Independence Day brings much hoopla when it rolls around. Some see it as the culmination of patriotism. They dress in red, white and blue from head-to-toe and deck out their house and everything that stands still with the colors of Old Glory.

Some see it as a reason to (finally!) spend the day with cocktail-in-hand (acceptably.) Others a reason (possibly mandatory, depending on your Matriarch) to celebrate with family.

Some see it as a reason to show off their barbequeing skills. Others a reason to consume alllll the calories - for just that one day - they don't count nor care. Some see it as a benchmark of summer (i.e. "summer's practically over.) Others see it as a day off of work or a day to pick up some overtime pay.


I wonder if all these reasons were similar way-back-when. You know, when that famous Declaration was signed. When the country's hard-fought freedom had been secured. Was there day drinking and much food consumption? Probably. You know, after the whole signing business had been taken care of.

Was there celebrating and wearing special clothes and displaying our flag and our colors? I would think so. If it were an option for people to have those things, I would imagine they wore/displayed/decorated with them.

Were there people that worked the day away and people that saw it as a day to close their shop doors and celebrate? I mean, babies were still born on that day, so there had to be some doctor or midwife or someone still working - right?


So, however you see the day, you're probably just doing some similar version of what's always been done. Maybe it's the way you celebrated when you were growing up. Maybe it's how your mom and her dad before her chose to recognize the day.


Here's the point-to-remember though; whether you're getting up in the morning and putting on your favorite red t-shirt and firing up the grill to slowly cook the ribs or whether you jazz up your nurses scrubs with a flag pin - I hope it's not so routine that there's no recollection of why you do it. I would like to think that nothing you do on America's birthday is so "this is what I do every year" that you almost pass the day without thought to why.


A lot of people gave up a lot for those of us now to spend the day on the water or to take the family and watch the fireworks display. They may be part of your family's tradition but there was no tradition in how we got to celebrate in the first place.

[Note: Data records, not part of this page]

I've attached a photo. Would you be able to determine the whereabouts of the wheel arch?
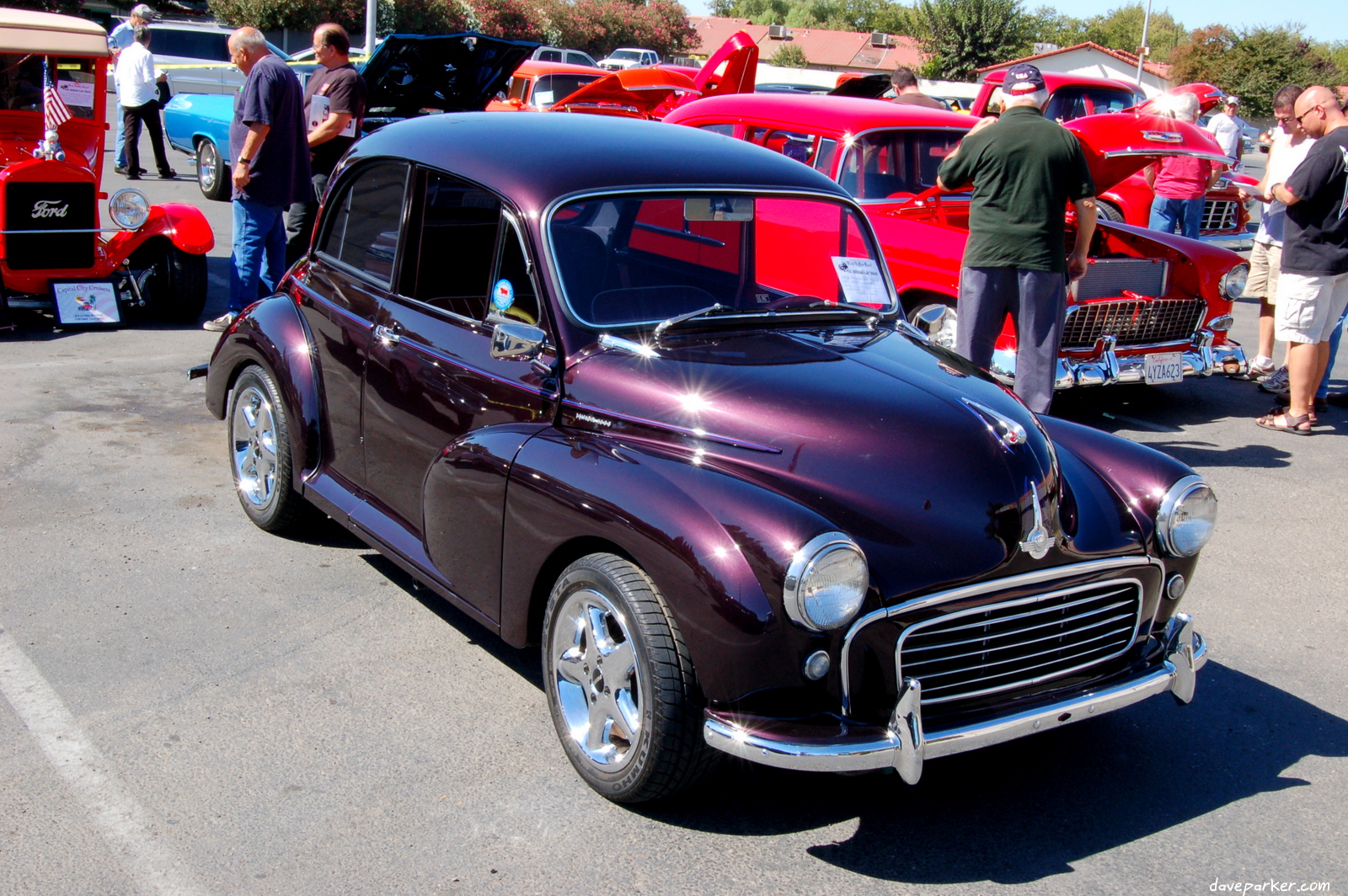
[206,295,322,488]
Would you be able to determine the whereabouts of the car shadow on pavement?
[635,662,1348,884]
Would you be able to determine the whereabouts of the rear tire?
[543,554,719,803]
[197,139,231,200]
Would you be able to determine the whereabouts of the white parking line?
[0,629,206,896]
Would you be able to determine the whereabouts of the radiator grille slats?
[1062,298,1208,349]
[898,579,1142,703]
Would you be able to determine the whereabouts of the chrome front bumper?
[988,330,1249,391]
[703,613,1208,784]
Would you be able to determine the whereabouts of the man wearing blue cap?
[937,65,1096,413]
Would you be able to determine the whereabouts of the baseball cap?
[1002,62,1045,96]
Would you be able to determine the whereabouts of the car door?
[364,171,557,620]
[298,162,409,493]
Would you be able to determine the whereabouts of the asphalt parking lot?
[0,140,1348,896]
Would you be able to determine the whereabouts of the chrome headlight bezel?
[1218,261,1249,299]
[108,187,150,231]
[782,532,871,632]
[1157,476,1217,557]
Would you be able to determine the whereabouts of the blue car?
[164,32,538,200]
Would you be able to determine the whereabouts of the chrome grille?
[895,579,1142,703]
[1062,299,1208,349]
[1073,259,1170,301]
[1198,200,1238,231]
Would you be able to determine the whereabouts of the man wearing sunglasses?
[1258,85,1348,435]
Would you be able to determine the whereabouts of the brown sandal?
[1255,408,1314,435]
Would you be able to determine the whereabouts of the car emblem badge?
[1020,483,1053,561]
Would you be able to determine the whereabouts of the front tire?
[197,139,231,200]
[543,554,719,803]
[227,364,306,532]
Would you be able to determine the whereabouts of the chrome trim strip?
[894,578,1146,703]
[703,627,1208,784]
[838,557,1164,716]
[562,399,782,454]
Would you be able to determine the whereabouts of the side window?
[407,171,501,321]
[318,162,407,285]
[487,218,541,326]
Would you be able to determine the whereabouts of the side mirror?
[492,323,548,361]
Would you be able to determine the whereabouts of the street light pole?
[1137,0,1151,88]
[366,0,374,59]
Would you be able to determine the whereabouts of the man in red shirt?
[1147,93,1222,240]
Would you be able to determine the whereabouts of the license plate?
[1143,352,1184,386]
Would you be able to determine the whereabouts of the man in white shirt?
[1240,83,1314,385]
[116,24,177,180]
[1208,97,1245,171]
[108,3,157,173]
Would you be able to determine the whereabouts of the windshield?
[0,52,104,118]
[1043,88,1142,121]
[838,128,966,200]
[548,193,898,328]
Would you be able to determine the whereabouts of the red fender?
[106,202,216,267]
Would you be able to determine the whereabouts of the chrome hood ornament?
[1020,483,1056,561]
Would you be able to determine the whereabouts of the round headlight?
[108,187,150,231]
[1157,476,1217,557]
[1222,263,1249,299]
[782,532,871,632]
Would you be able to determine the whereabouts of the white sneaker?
[201,312,238,333]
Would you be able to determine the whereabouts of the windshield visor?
[548,193,898,328]
[838,128,966,200]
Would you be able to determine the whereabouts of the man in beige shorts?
[1256,86,1348,435]
[1240,83,1314,385]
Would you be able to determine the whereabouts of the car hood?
[548,66,697,119]
[562,326,1105,595]
[361,31,539,119]
[1062,112,1232,194]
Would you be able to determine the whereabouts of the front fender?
[206,294,322,488]
[501,429,846,702]
[106,202,216,268]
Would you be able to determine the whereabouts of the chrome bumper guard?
[988,328,1249,391]
[703,613,1208,784]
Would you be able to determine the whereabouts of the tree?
[898,0,1036,81]
[1171,24,1343,116]
[768,42,810,69]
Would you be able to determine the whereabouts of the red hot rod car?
[666,94,1249,389]
[0,9,214,321]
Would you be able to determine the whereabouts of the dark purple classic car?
[195,113,1216,802]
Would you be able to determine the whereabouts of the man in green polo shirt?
[937,65,1096,413]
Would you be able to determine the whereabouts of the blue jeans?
[229,200,286,312]
[1147,195,1204,240]
[113,103,126,168]
[1316,301,1348,399]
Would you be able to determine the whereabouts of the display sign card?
[308,93,356,137]
[51,280,121,326]
[833,256,890,308]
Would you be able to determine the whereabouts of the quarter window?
[319,162,407,285]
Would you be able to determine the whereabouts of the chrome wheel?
[908,303,960,352]
[550,589,642,771]
[229,384,276,509]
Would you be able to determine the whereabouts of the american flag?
[42,59,70,131]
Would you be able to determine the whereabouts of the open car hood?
[1062,112,1235,194]
[361,31,539,119]
[548,66,697,119]
[1137,81,1227,115]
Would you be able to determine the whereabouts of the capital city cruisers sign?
[29,200,70,218]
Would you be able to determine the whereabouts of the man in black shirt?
[286,22,366,267]
[1258,86,1348,435]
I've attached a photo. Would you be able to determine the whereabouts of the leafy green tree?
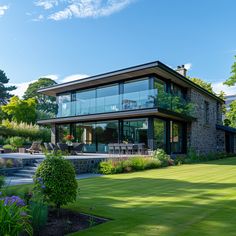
[23,78,57,116]
[0,70,16,105]
[224,56,236,86]
[2,96,37,124]
[190,78,214,94]
[226,100,236,128]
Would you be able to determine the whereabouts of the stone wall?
[187,89,225,154]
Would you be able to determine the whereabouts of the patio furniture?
[73,143,84,155]
[127,144,134,154]
[57,143,68,152]
[120,143,128,154]
[108,143,115,154]
[43,143,53,152]
[137,143,145,155]
[114,143,120,154]
[26,142,41,154]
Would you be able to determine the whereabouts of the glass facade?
[153,119,166,150]
[122,119,148,145]
[57,118,186,153]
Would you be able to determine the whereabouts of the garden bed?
[37,209,108,236]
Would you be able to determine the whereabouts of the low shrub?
[9,136,25,149]
[3,144,16,152]
[0,196,33,235]
[153,149,171,167]
[34,153,78,212]
[6,159,13,168]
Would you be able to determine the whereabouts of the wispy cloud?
[212,81,236,95]
[184,63,192,70]
[34,0,59,10]
[0,5,9,17]
[60,74,89,83]
[35,0,135,21]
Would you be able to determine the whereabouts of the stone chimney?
[176,65,187,77]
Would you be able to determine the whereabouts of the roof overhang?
[38,61,224,103]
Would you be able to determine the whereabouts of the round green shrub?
[34,154,78,209]
[10,136,25,148]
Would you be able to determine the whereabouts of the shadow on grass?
[69,177,236,235]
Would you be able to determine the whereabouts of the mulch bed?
[36,209,108,236]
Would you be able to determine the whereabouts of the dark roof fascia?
[38,61,225,103]
[216,125,236,134]
[158,62,225,103]
[38,61,159,93]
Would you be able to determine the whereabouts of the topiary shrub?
[34,153,78,212]
[9,136,25,149]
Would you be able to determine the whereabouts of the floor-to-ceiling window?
[96,121,119,152]
[170,121,183,153]
[122,119,148,145]
[74,123,97,152]
[57,124,70,143]
[76,89,96,115]
[96,84,120,113]
[57,93,71,117]
[153,119,166,150]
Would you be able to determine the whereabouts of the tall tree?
[23,78,57,113]
[226,100,236,128]
[2,96,37,124]
[0,70,16,105]
[224,56,236,86]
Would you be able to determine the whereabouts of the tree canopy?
[0,70,16,105]
[23,78,57,113]
[224,56,236,86]
[2,96,37,124]
[226,100,236,128]
[190,78,215,94]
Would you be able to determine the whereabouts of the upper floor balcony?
[56,89,195,118]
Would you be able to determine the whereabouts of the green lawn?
[12,158,236,236]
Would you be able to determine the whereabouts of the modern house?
[38,61,236,154]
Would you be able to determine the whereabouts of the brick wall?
[187,89,225,153]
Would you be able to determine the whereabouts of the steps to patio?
[13,159,43,178]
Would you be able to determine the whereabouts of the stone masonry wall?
[187,89,225,154]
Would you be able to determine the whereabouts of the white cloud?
[35,0,135,21]
[34,0,59,10]
[212,82,236,95]
[184,63,192,70]
[33,14,44,21]
[60,74,89,83]
[0,5,9,17]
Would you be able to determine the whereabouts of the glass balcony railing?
[43,89,195,118]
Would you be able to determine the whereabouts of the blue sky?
[0,0,236,95]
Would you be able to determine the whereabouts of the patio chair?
[107,143,114,154]
[57,143,68,152]
[73,143,84,155]
[43,143,53,152]
[26,142,41,154]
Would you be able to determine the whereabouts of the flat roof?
[38,61,224,103]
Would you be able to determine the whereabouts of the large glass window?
[76,89,96,115]
[170,121,183,153]
[57,93,71,117]
[123,119,148,145]
[75,123,96,152]
[154,119,166,150]
[96,121,118,152]
[96,84,119,113]
[57,124,70,143]
[122,78,150,110]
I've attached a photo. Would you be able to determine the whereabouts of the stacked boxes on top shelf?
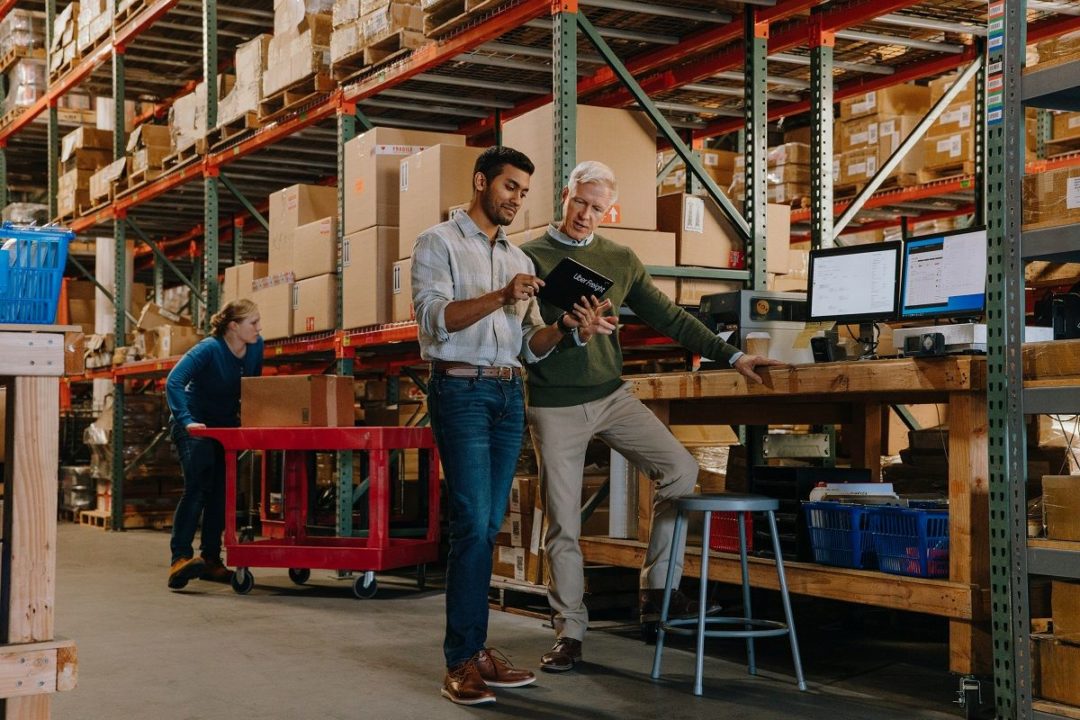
[833,85,928,195]
[341,127,472,328]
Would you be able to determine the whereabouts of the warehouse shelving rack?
[986,0,1080,720]
[0,0,1080,708]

I would imagine those soldiers fighting for our country didn't wake up and think ehhhh, same-o, same-o, another day, another battle...

I would imagine their families didn't wake up every day and go about their duties without gripping worry and fear of their loved ones fighting in battle until their brave family member either came back home to them or oh dear heavens, worse - didn't.


There's no glory in those of us today flying our flags and wearing our U.S.A. themed T's without a moment's pause as to why. Without the why - just wear your regular clothes. Do your normal Monday through Friday routine. There's a reason for the day - however you spend it, there's a reason you see it as you do. Sure, have some fun but remember it's not about you. It's not about how cute your kids look. It's not about your Instagram posts or the funky flag glasses you found at Target. It's not about teaching little Jonny to water ski because you finally have the day to do it. It's not about shooting copious amounts of explosives into the sky for the entertainment of those who can them. Sure, you can do these things. You can do all these things but somewhere between the potato salad consumption and the oooohing and aaahing over the fireworks display should be a moment of deep gratitude. Wherever your political values lie. Whatever side of the ballot you vote - on this day, it doesn't matter. Gratefulness should know no side, age, gender or hair color.


I hope you all enjoy your Independence Day doing whatever it is you do - be it traditional or something new this year. I hope you pursue your happiness and spend it safely and respectfully giving a moment thinking about your life, your liberty and why you're doing what you're doing in the first place.